Other countries have used the colour green in their flags to represent the "greenness" of their lands and abundance of their nation.

The following contemporary national flags feature a solid-green field:
- the Flag of Brazil (1889, Empire of Brazil from 1822): a yellow rhombus on a green field, in the rhombus a blue disc depicting a starry sky spanned by a curved band inscribed with the national motto,
- the flag of Pakistan (1947): a white star and crescent on a dark green field, with a vertical white stripe at the hoist,
- the flag of Mauritania (1959): green, with a golden upward-pointed crescent and star,
- the flag of Zambia (1964): green, at the fly end stripes in red, black and orange and a depiction of an eagle,
- the flag of Bangladesh (1972): a red disc on a green field
- the flag of Saudi Arabia (1973): green, with the shahada inscription and a sword in white.

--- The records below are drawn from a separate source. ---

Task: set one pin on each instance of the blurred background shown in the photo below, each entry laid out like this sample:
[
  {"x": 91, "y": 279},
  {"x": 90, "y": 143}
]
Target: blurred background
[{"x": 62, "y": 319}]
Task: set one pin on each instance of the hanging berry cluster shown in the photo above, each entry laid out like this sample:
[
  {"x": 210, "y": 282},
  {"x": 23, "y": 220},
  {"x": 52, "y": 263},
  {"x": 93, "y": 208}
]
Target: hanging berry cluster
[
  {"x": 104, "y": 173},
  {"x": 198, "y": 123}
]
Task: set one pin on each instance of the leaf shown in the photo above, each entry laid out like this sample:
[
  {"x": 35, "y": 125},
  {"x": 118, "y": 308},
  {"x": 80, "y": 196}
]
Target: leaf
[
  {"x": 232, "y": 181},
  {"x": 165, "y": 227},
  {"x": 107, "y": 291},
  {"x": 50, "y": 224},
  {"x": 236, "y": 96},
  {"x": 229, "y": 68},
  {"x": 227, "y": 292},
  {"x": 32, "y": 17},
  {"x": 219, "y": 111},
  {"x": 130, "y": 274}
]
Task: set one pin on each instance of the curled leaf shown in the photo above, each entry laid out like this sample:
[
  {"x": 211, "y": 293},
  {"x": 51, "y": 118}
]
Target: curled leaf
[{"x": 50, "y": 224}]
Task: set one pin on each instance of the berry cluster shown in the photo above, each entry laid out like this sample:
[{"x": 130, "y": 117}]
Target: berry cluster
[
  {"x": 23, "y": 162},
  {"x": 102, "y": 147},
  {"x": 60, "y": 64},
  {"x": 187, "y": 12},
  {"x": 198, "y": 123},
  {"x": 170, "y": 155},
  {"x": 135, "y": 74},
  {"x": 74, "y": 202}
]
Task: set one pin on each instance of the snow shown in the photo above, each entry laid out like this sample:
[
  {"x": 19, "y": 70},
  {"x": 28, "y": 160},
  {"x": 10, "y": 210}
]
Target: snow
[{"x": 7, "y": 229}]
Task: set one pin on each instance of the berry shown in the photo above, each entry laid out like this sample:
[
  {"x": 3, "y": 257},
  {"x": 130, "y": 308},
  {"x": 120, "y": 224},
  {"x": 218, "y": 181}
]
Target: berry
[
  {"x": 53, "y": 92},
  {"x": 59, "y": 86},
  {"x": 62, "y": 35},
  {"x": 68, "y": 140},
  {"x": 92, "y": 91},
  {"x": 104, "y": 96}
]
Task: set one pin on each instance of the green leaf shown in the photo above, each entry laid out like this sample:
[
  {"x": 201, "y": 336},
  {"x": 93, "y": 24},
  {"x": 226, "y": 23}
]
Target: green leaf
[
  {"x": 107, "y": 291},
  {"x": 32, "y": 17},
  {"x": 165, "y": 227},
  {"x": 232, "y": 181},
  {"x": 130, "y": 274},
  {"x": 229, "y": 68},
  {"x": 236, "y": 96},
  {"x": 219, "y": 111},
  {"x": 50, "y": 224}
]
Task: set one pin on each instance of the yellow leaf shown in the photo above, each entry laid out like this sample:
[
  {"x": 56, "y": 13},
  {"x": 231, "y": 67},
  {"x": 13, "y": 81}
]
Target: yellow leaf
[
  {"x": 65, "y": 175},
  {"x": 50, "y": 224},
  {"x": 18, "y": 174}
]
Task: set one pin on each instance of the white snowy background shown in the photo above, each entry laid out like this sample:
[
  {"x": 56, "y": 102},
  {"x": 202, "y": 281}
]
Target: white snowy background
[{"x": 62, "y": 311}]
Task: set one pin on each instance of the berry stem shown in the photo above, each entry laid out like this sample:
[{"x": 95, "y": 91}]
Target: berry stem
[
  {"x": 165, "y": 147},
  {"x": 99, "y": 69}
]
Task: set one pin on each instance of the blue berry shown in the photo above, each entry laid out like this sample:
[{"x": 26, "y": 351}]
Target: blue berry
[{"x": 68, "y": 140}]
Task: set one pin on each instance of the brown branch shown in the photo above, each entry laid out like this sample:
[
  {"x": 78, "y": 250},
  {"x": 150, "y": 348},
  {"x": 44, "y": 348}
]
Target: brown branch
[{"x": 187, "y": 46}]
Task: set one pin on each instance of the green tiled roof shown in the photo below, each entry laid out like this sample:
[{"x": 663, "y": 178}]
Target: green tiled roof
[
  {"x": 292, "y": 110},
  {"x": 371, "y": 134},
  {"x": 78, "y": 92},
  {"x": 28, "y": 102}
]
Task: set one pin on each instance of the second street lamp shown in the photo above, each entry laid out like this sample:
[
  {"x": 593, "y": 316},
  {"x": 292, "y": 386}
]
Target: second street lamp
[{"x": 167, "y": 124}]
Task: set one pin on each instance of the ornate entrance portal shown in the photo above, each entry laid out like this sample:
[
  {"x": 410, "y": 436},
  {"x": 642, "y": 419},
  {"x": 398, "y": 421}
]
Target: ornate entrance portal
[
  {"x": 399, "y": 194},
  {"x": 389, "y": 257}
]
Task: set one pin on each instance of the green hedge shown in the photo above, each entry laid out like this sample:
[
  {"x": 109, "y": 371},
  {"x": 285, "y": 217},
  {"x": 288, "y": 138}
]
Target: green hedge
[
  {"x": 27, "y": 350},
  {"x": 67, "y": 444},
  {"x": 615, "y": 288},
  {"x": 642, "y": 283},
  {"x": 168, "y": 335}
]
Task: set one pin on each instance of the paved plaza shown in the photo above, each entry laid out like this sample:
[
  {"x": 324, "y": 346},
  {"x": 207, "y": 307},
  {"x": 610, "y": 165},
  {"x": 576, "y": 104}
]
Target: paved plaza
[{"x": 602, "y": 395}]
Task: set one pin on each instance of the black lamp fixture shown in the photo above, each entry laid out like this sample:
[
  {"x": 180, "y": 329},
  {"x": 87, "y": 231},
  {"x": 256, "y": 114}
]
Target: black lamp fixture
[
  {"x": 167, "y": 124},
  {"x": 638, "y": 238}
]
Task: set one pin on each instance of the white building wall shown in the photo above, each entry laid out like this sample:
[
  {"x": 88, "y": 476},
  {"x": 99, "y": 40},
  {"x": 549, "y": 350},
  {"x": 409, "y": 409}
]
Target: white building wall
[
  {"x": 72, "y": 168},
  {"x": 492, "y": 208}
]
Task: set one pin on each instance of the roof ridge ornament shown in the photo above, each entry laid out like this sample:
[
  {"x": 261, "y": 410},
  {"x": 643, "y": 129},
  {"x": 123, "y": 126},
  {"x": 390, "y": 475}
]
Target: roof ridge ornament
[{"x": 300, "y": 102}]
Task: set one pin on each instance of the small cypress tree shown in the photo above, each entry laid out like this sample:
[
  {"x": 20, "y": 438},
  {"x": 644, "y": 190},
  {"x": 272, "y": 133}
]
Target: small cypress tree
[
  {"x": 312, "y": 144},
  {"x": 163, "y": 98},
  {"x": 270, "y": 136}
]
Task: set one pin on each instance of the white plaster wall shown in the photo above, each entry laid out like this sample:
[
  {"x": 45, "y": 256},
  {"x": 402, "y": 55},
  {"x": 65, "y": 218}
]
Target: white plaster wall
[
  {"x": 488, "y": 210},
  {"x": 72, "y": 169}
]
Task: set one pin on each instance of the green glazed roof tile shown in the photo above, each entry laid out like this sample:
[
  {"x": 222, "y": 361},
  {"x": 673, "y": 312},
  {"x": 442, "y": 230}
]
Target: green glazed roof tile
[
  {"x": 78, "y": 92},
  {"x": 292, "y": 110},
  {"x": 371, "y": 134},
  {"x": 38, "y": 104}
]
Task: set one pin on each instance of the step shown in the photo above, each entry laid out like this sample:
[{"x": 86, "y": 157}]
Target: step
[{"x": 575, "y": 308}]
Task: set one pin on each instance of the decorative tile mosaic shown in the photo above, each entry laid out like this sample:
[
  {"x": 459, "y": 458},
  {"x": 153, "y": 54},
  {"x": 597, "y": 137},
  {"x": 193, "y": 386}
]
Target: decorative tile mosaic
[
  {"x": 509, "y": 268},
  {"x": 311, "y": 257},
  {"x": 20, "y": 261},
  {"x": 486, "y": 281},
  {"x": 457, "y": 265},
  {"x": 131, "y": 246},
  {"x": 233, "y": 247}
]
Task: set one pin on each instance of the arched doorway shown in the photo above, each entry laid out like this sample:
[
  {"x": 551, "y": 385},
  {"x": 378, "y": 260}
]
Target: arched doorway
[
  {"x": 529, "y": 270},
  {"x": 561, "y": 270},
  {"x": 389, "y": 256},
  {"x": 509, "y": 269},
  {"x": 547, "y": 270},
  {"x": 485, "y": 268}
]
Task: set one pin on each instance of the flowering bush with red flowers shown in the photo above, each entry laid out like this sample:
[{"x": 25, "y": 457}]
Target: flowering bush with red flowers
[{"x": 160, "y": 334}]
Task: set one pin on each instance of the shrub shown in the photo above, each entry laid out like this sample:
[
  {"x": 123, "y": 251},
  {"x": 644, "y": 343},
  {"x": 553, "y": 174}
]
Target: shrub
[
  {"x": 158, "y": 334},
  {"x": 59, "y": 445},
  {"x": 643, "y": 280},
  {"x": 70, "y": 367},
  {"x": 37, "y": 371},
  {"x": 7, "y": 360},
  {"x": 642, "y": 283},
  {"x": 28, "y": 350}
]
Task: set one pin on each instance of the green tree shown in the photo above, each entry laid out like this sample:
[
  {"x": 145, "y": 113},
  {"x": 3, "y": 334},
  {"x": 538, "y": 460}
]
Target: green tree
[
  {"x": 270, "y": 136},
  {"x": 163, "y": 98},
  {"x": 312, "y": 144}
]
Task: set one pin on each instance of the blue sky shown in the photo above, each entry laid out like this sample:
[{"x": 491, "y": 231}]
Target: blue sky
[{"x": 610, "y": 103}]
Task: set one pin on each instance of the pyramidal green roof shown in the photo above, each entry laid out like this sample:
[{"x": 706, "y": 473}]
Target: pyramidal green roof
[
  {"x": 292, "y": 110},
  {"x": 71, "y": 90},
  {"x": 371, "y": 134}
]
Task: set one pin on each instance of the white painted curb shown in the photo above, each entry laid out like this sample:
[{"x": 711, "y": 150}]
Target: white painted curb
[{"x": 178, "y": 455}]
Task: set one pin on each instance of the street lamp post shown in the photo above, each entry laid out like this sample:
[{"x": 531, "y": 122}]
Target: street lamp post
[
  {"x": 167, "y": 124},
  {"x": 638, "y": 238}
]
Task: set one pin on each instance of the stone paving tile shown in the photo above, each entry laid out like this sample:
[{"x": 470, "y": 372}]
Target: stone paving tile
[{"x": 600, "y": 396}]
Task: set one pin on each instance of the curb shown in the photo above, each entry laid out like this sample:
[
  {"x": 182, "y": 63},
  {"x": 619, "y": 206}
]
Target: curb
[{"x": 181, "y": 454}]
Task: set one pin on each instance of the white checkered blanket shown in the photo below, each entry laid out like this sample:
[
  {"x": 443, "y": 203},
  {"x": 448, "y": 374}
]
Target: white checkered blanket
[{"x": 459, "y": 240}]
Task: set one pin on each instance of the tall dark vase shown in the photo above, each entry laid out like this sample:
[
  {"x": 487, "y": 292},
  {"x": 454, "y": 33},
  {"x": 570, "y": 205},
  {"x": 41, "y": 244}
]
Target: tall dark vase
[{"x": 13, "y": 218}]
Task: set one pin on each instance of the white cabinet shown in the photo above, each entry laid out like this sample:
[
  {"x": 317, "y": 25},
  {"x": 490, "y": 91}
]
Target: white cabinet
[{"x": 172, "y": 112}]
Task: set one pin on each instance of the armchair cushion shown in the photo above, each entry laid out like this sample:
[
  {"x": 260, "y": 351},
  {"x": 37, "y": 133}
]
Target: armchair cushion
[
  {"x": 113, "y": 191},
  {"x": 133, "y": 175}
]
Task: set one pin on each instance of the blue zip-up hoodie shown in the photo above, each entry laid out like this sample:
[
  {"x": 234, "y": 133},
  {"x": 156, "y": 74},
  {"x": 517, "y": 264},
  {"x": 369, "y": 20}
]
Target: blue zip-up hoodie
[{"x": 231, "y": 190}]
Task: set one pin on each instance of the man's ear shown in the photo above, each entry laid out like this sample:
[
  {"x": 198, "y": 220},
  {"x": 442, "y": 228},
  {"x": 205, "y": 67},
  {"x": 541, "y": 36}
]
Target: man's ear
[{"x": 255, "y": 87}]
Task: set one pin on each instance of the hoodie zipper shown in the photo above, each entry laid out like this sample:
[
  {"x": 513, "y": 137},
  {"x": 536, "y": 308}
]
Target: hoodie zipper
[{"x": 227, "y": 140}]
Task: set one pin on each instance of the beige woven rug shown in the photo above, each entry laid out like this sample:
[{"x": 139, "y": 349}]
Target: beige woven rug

- the flag of Dominica (1978): green, a cross in yellow, black and white, and a red disc with a depiction of the sisserou parrot,
- the Flag of Turkmenistan (2001): green, with a vertical red stripe near the hoist side, a white waxing crescent moon and five white five-pointed stars appear in the upper corner of the field just to the fly side of the red stripe.

Former national flags with green fields further include the solid-green flag of the Libyan Arab Jamahiriya (1977–2011).